# Boosting for Classifier Decision Trees



In [None]:
options(repr.plot.width = 15, repr.plot.height = 10)



## Goal

In this tutorial, we will demonstrate the use of an ensemble method known as *boosting* for
*classifier decision trees*. We will study the `HMEQ` dataset available at [https://www.kaggle.com/datasets/ajay1735/hmeq-data](https://www.kaggle.com/datasets/ajay1735/hmeq-data), which contains information about applicants who applied for home equity line of credit. It contains the following variables:

* **BAD:** Target variable: 1 = default on loan, 0 = repaid;
* **LOAN:** amount of the loan request;
* **MORTDUE:** amount due on existing mortgage;
* **VALUE:** value of the current property;
* **REASON:** reason for the loan (home improvement, debt consolidation);
* **JOB:** job category of the applicant (e.g., `Mgr`, `Office`, `Self`, `Sales`, `Other`);
* **YOJ:** years at present job;
* **DEROG:** number of major derogatory reports;
* **DELINQ:** number of delinquent credit lines;
* **CLAGE:** age of the oldest credit line (in months);
* **NINQ:** number of recent credit inquiries;
* **CLNO:** number of existing credit lines; and
* **DEBTINC:** debt-to-income ratio.

## Load libraries and data

First, we load the required libraries. We use the `rpart` package because it contains
implementations of decision trees, and the `adabag` package because it has implemented the
*boosting* algorithm.


In [None]:
library(rpart)
library(adabag)


To load an `*.csv` file, simply use the function `read.csv()`. In addition, use `factor()`
to convert our response variable of interest to `factor`.


In [None]:
hmeq <- read.csv(file.path("data", "hmeq.csv"), header = TRUE)
hmeq$BAD <- factor(hmeq$BAD)
head(hmeq)


## Exploratory analysis

We begin by obtaining summaries of the variables in the `hmeq` dataset.


In [None]:
summary(hmeq)



We will analyze the applicants behaviour for the line credit (`BAD`).

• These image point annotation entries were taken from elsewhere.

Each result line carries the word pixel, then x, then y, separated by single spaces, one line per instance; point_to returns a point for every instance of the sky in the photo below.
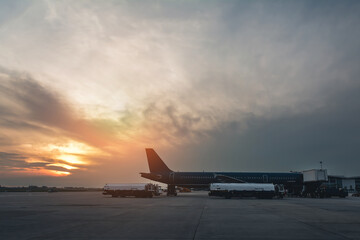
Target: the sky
pixel 85 86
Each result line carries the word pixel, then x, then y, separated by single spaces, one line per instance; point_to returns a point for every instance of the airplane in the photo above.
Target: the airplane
pixel 159 172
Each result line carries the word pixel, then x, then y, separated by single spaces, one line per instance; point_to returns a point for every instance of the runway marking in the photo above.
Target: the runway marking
pixel 198 223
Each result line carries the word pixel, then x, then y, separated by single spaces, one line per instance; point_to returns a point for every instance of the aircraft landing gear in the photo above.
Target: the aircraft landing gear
pixel 171 190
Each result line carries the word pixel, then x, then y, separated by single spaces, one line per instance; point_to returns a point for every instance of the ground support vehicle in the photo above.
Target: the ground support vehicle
pixel 143 190
pixel 258 190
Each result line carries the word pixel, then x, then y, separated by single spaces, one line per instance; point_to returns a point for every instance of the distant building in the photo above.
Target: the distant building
pixel 351 184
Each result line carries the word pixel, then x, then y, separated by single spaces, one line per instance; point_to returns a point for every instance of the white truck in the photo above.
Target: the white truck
pixel 131 190
pixel 258 190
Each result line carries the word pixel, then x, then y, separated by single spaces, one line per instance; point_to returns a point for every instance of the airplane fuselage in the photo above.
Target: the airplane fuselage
pixel 204 179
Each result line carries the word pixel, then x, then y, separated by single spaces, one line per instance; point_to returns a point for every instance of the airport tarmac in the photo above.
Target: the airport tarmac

## Prepare train, validation and test data

In order to evaluate the adequacy of our models, we split the data into three groups:

- **Testing data**: to fit or trian the models,
- **Validation data**: to compare and select models,
- **Test data**: to evaluate the final performance.

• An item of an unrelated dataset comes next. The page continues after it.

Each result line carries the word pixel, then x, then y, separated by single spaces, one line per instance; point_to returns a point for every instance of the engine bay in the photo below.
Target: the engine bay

Let's create the row indices associated to each split. We set a seed with `set.seed()` to
be able to reproduce the same train-validation-test split:


In [None]:
set.seed(45632)
test_indices <- sample(1:nrow(hmeq), 800, replace = FALSE)
remaining <- setdiff(1:nrow(hmeq), test_indices)
valid_indices <- sample(remaining, 800, replace = FALSE)
train_indices <- setdiff(remaining, valid_indices)


Now, let's obtain each data split:



In [None]:
train_data <- hmeq[train_indices, ]
valid_data <- hmeq[valid_indices, ]
test_data <- hmeq[test_indices, ]


In [None]:
head(train_data)



In [None]:
head(valid_data)



In [None]:
head(test_data)



## Classifier Decision Tree

Let's start fitting a decision tree with the `rpart` package, and predict in the
validation data using a arbitrary threshold ($0.5$) to exemplify the method:


In [None]:
initial_tree <- rpart(BAD ~ ., data = train_data)
initial_predictions <- predict(initial_tree, newdata = valid_data)
initial_predictions <- ifelse(initial_predictions[, 2] > 0.5, 1, 0)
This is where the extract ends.